Jonne Kunnas

Personal information
- Full name: Jonne-Jussi Kunnas
- Date of birth: 4 May 1992 (age 33)
- Place of birth: Finland

Youth career
- Years: Team
- KoiPS
- TiPS

Managerial career
- 2020–2022: HJK women
- 2022–2024: Finland women (assistant)
- 2023–2024: Linköping (assistant)
- 2024–2025: Linköping

= Jonne Kunnas =

Finnish football manager (born 1992)

Jonne-Jussi Kunnas (born 4 May 1992) is a Finnish football coach and a former player.

==Career==
As a player, Kunnas played in the youth sectors of Vantaa-based clubs Koivukylän Palloseura (KoIPS) and Tikkurilan Palloseura (TiPS).

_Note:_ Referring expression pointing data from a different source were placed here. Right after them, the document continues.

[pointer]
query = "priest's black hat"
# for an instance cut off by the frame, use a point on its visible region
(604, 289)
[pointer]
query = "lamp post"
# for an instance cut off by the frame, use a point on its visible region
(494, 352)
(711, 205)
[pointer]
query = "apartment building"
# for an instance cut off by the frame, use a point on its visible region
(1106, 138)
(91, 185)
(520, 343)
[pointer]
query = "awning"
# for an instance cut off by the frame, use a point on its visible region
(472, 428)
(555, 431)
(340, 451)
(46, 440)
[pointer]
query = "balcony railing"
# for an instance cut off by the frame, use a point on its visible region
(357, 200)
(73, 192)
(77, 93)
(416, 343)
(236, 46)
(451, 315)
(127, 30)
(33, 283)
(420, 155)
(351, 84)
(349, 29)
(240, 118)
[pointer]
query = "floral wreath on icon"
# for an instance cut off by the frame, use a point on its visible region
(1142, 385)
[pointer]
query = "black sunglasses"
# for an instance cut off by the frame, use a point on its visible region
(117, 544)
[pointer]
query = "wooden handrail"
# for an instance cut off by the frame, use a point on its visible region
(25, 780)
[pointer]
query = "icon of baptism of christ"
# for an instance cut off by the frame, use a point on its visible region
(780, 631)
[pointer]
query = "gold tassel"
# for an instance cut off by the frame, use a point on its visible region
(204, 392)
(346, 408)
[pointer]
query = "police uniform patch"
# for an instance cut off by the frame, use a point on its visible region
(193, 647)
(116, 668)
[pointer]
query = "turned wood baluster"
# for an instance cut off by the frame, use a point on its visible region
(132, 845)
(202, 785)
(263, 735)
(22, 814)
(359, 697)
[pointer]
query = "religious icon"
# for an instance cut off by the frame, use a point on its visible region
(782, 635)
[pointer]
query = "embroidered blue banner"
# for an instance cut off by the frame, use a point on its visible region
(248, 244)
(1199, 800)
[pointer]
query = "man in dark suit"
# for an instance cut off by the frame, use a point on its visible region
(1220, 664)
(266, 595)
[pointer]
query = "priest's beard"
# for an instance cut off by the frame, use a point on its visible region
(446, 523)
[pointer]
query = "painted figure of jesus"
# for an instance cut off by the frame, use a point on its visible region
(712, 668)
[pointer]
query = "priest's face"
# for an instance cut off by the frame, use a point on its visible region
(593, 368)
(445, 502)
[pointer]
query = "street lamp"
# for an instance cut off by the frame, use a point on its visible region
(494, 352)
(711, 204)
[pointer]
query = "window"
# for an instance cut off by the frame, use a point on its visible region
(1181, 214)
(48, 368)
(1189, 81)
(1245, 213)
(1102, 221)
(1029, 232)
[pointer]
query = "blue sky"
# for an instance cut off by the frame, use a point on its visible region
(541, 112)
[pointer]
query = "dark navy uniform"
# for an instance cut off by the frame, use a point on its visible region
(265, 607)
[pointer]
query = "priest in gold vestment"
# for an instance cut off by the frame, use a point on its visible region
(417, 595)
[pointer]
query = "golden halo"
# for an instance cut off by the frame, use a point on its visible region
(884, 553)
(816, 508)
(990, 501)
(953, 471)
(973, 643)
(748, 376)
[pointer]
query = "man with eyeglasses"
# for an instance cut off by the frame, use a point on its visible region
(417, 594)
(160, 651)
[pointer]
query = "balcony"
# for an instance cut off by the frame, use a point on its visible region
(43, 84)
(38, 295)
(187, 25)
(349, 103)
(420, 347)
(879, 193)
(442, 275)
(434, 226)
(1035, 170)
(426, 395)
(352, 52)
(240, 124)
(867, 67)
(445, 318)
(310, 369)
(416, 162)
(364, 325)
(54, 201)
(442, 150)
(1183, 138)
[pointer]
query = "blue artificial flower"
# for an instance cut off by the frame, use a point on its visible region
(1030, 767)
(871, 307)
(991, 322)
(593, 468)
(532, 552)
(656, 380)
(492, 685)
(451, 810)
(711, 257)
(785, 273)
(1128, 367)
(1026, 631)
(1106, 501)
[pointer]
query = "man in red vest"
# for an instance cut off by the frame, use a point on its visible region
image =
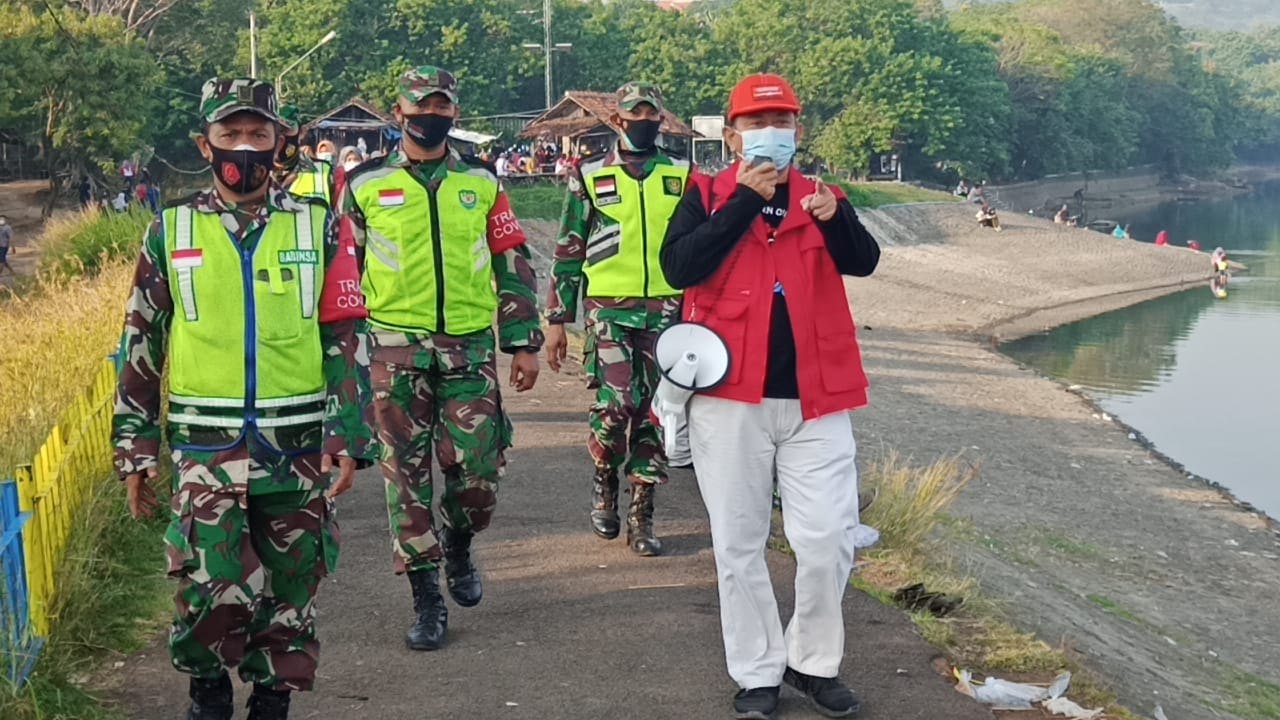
(759, 251)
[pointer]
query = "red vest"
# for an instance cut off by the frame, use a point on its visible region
(737, 304)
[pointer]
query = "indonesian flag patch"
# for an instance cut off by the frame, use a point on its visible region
(193, 258)
(606, 186)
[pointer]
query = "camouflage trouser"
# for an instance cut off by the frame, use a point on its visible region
(622, 369)
(442, 392)
(248, 565)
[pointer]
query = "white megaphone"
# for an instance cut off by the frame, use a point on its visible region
(690, 358)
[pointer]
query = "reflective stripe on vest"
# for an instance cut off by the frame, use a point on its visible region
(314, 183)
(622, 250)
(246, 333)
(428, 267)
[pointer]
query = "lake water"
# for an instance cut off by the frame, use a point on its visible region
(1198, 376)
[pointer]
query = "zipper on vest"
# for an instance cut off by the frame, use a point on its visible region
(250, 332)
(439, 260)
(644, 237)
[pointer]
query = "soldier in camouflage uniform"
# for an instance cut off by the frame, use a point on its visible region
(615, 220)
(295, 171)
(440, 253)
(234, 287)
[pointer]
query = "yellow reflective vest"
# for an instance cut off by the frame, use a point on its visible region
(428, 267)
(632, 215)
(246, 331)
(314, 183)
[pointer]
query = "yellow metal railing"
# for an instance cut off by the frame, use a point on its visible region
(74, 459)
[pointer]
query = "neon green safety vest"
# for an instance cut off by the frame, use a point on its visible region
(246, 331)
(428, 267)
(622, 250)
(314, 183)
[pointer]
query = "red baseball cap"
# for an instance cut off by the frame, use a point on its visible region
(760, 92)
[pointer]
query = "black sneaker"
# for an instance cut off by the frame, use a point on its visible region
(755, 703)
(828, 696)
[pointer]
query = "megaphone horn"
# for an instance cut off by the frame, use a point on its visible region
(691, 356)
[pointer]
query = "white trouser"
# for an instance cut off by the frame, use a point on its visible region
(736, 449)
(681, 454)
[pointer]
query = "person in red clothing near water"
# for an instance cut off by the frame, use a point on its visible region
(759, 251)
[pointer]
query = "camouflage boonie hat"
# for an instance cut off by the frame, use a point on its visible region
(636, 92)
(291, 115)
(424, 81)
(224, 98)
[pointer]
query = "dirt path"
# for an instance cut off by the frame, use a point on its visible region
(571, 627)
(19, 204)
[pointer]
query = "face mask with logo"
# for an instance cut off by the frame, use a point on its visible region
(243, 168)
(776, 144)
(428, 131)
(639, 136)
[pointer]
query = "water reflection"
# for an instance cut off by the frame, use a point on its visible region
(1196, 374)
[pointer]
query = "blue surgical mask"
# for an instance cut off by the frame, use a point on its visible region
(776, 144)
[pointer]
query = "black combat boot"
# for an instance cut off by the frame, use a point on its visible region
(640, 522)
(433, 618)
(604, 505)
(266, 703)
(461, 574)
(211, 700)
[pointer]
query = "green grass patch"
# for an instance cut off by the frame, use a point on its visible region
(82, 244)
(878, 194)
(115, 598)
(1066, 546)
(1114, 607)
(536, 200)
(1248, 696)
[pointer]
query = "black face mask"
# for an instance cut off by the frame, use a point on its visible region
(242, 171)
(641, 133)
(288, 156)
(428, 131)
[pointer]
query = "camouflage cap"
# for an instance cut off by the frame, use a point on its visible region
(424, 81)
(636, 92)
(292, 117)
(223, 98)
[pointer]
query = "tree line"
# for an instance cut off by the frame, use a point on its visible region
(999, 92)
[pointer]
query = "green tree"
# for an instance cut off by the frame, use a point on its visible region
(80, 89)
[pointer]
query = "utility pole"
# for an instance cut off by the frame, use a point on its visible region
(547, 46)
(252, 45)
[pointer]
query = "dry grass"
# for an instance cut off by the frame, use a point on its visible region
(56, 331)
(58, 328)
(909, 510)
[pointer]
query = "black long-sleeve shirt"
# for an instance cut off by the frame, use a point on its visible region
(696, 245)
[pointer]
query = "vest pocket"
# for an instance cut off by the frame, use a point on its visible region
(840, 363)
(278, 305)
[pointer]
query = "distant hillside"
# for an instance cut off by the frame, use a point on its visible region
(1221, 14)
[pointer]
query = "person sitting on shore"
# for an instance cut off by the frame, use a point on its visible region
(988, 218)
(1221, 265)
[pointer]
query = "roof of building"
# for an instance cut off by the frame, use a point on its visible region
(581, 112)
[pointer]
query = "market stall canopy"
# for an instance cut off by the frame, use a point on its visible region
(581, 113)
(357, 114)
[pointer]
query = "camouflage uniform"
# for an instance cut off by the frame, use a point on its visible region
(621, 332)
(251, 531)
(442, 390)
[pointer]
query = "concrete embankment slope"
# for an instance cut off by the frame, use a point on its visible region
(942, 272)
(1159, 582)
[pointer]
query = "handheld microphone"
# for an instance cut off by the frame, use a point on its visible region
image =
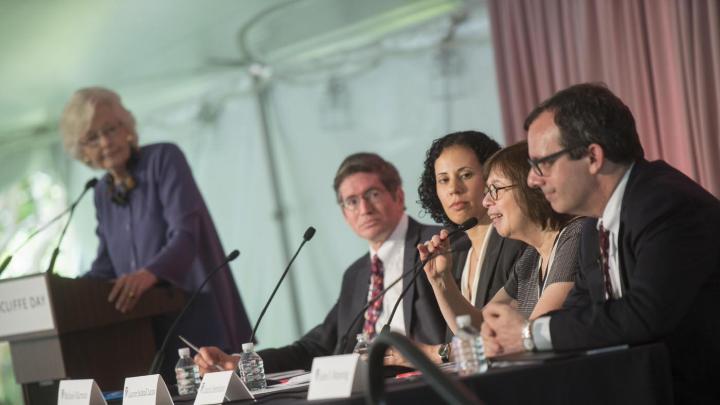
(309, 233)
(470, 223)
(343, 340)
(159, 356)
(90, 184)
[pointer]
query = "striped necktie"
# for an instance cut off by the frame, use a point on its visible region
(376, 285)
(604, 236)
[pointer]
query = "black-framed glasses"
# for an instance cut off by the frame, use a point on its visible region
(352, 203)
(93, 138)
(547, 161)
(493, 190)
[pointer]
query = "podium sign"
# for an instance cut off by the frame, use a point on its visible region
(25, 307)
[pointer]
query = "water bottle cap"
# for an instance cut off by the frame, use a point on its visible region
(463, 321)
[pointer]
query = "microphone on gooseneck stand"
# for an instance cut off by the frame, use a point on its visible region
(342, 341)
(309, 233)
(470, 223)
(90, 184)
(159, 356)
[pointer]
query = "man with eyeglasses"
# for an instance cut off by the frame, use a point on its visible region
(370, 195)
(650, 265)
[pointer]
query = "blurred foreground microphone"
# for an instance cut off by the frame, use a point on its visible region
(470, 223)
(309, 233)
(90, 184)
(343, 339)
(159, 356)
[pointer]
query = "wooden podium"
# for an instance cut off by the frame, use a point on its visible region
(62, 328)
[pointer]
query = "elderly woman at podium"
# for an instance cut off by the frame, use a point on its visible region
(153, 224)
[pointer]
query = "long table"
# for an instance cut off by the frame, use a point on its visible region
(637, 375)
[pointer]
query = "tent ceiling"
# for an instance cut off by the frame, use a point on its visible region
(51, 48)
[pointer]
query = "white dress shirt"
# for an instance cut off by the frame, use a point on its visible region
(392, 255)
(610, 220)
(471, 295)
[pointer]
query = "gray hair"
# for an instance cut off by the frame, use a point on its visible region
(79, 112)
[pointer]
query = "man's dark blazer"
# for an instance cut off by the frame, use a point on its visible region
(669, 254)
(423, 319)
(500, 256)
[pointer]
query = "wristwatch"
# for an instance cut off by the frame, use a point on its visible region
(528, 342)
(444, 352)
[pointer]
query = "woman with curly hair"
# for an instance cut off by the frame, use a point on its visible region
(543, 274)
(451, 191)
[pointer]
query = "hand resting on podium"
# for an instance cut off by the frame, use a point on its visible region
(129, 288)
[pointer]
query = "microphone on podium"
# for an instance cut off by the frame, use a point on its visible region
(309, 233)
(470, 223)
(342, 341)
(159, 356)
(88, 185)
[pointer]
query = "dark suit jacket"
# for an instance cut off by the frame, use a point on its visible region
(423, 320)
(670, 269)
(500, 256)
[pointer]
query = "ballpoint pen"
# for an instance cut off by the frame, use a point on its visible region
(197, 350)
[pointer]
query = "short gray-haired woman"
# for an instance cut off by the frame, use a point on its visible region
(153, 225)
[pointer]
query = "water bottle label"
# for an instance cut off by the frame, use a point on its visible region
(220, 386)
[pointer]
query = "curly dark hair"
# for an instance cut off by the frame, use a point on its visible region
(478, 142)
(590, 113)
(512, 162)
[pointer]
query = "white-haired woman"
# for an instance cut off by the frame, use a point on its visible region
(153, 225)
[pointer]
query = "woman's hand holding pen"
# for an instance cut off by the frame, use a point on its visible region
(129, 288)
(210, 358)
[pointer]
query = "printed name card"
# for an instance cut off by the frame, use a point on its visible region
(219, 386)
(80, 392)
(337, 376)
(146, 390)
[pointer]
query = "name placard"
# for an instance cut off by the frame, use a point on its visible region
(146, 390)
(80, 392)
(219, 386)
(25, 306)
(337, 376)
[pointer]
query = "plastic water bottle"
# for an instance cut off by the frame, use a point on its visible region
(467, 348)
(187, 373)
(362, 346)
(252, 371)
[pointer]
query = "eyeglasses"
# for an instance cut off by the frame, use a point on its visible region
(352, 203)
(93, 138)
(493, 190)
(547, 161)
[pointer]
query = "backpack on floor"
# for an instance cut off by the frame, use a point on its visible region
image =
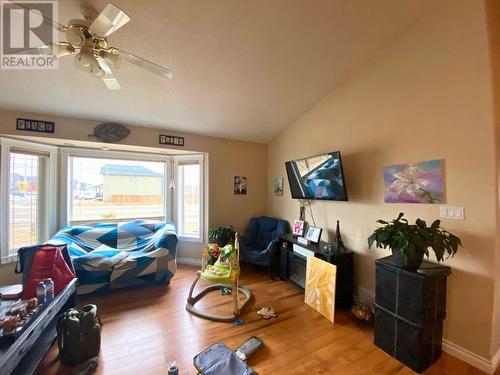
(79, 335)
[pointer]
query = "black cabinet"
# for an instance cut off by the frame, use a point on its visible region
(410, 308)
(24, 354)
(291, 266)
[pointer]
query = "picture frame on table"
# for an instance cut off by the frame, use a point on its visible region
(313, 234)
(298, 228)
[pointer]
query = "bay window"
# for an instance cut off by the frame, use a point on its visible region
(94, 186)
(110, 186)
(104, 189)
(189, 213)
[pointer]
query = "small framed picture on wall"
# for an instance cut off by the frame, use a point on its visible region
(240, 185)
(313, 234)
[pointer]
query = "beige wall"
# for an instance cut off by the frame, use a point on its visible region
(226, 158)
(493, 17)
(425, 96)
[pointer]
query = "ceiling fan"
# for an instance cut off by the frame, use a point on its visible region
(87, 41)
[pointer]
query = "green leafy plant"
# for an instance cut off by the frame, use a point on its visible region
(222, 235)
(414, 240)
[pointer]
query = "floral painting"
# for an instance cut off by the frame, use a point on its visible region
(320, 286)
(278, 186)
(414, 183)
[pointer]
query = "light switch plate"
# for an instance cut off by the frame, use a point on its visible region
(448, 212)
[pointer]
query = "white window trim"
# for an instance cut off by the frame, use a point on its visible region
(50, 192)
(199, 159)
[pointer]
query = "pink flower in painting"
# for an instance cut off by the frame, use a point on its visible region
(407, 181)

He has worked as a youth talent coach for TiPS, Vantaan Jalkapalloseura (VJS) and HJK Helsinki. In TiPS, Kunnas was also a member of the board and the deputy chairman. Later he has also coached HJK girls' youth team and in the Finland women's youth national teams.

During 2020–2022, Kunnas served as the head coach of HJK women's team in top-tier Kansallinen Liiga, finishing 2nd in the league in 2022.

He reunited with head coach Marko Saloranta after joining the coaching staff of the Finland women's national football team in July 2022.

In December 2023, Kunnas started working as an assistant coach of Linköping in Swedish Damallsvenskan. On 1 October 2024, he was named the club's new first team head coach. He was sacked at the turn of July 2025.